The enterprise CA that signed the CSR failed to ensure it is a actually a CA cert, sometimes known as a Signing cert or Delegation cert. It's not very obvious in that document, so it can be missed.

 

When you send the CSR to the enterprise CA, they must make it a signing/delegation/ca certificate or it cannot be used to sign the on-the-fly certificates the firewall generates when doing decryption. Without that, it is just a normal server certificate.

 

You don't have to go through the whole process again, you can just have the CA re-sign the CSR you gave, ensuring it is a CA cert as well.
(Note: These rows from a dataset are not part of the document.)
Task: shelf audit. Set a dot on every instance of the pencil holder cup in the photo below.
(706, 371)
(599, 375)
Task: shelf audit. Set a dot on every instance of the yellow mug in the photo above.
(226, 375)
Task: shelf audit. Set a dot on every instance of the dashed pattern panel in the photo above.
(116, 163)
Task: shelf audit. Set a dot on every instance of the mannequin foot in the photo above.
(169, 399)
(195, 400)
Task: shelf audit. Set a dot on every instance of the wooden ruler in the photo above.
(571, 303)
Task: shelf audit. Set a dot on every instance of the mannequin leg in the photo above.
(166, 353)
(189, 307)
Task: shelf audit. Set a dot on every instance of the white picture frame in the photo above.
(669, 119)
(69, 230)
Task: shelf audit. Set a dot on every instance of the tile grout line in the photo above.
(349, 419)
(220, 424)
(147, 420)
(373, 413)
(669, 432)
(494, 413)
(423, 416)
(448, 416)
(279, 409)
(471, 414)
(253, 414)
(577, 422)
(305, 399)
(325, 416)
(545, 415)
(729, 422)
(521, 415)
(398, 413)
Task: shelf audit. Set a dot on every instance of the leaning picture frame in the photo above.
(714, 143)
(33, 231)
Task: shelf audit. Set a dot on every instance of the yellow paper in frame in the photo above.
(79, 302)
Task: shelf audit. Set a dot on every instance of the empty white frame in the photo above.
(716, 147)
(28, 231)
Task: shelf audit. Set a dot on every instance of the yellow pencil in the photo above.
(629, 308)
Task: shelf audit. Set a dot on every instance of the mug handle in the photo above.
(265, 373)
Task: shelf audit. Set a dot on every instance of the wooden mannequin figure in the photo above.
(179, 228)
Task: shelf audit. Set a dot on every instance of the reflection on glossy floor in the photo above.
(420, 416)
View solution in original post

2 REPLIES 2

L7 Applicator

The enterprise CA that signed the CSR failed to ensure it is a actually a CA cert, sometimes known as a Signing cert or Delegation cert. It's not very obvious in that document, so it can be missed.

 

When you send the CSR to the enterprise CA, they must make it a signing/delegation/ca certificate or it cannot be used to sign the on-the-fly certificates the firewall generates when doing decryption. Without that, it is just a normal server certificate.

 

You don't have to go through the whole process again, you can just have the CA re-sign the CSR you gave, ensuring it is a CA cert as well.

L0 Member

Try using Subordinate Certification Authority Template.
Do not forget to Import the Root CA.